For her project at lower_cavity, Untitled (car, eyeballed), Rivlin scoured local auto wrecking yards, compiling a motley assortment of dented and battered car parts: mismatched bumpers and seats, a steering wheel assembly, the sinuous tendrils of a complete electrical system. Over the course of several weeks, she reorganized these elements into a precarious arrangement that generally resembles a car—one of the most recognizable objects of contemporary existence—but only in the loosest and most contingent sense. Appearing to be simultaneously on the verge of flying apart and in the process of congealing back together, the work is less of a reconstruction of a car than a tenuous evocation of the general idea of one— a fugitive impression of car-ness barely held together (physically and perceptually) by industrial zip ties, masses of duct tape, and the physical architecture of the space itself.

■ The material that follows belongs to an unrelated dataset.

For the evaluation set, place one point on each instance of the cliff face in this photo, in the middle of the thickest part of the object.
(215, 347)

As we move through Rivlin’s installation, our view of the work is continually punctuated by the heavy brick support columns that run the length of lower_cavity’s main project space—staccato visual obstructions that operate like the spaces between frames of a slowed-down film. Through these interruptions in viewing and the fragmentary, provisional nature of her reconstruction, Rivlin disrupts the illusion of continuity that characterizes conscious experience, literally breaking it into pieces. The phenomenology of the car—how we mentally construct it—is central to the work: Rivlin is far less interested in accurately representing a car than she is in aggregating a semi-random collection of qualia associated with one. By arranging automotive parts in a way that suggests their original purpose without fully restoring them, Rivlin exposes the cognitive shortcuts we use to understand everyday objects. Untitled (car, eyeballed) operates like a physical manifestation of how the average person might attempt to draw a car from memory: a shaky sketch composed from incomplete fragments of the thing being sketched, with only the most general understanding of its inner workings.

Extending out from the central grouping of fragments, individual parts—headlights, front grills, seat belts—reappear in ever-looser arrangements that evoke the presence of a car in diminishing ways: utterances in an ever-more broken visual syntax that further underscores the gap between our conceptual understanding of objects and their material reality. Untitled (car, eyeballed) forces us to engage with the curious status of these highly manufactured components: each is irreducibly part of a car, yet inert and functionless when removed from the larger structure and context to which it belongs. While the car is often seen as modernity’s avatar of mobility and freedom, in isolation its individual parts become oddly lifeless, entombed within their predetermined function but no longer able to perform it.

This estrangement resonates deeply within the setting of lower_cavity, housed in the remnant of a former paper mill in Holyoke, one of New England’s many deindustrialized mill towns. Once epicenters of late 19th and early 20th century manufacturing, these cities are themselves fragmented artifacts of their former purpose and functionality. This post-industrial context lends an additional thematic layer of material decay and economic decline to Rivlin’s project, in which the automotive scrap industry can be seen as a proxy for a broader social and economic transformation within a culture that has so strongly entangled its identity with that of the car. Against this backdrop, Rivlin’s patchwork construction acquires a sharper critical undertone, suggesting a larger shift from a state of production to a condition of scavenging.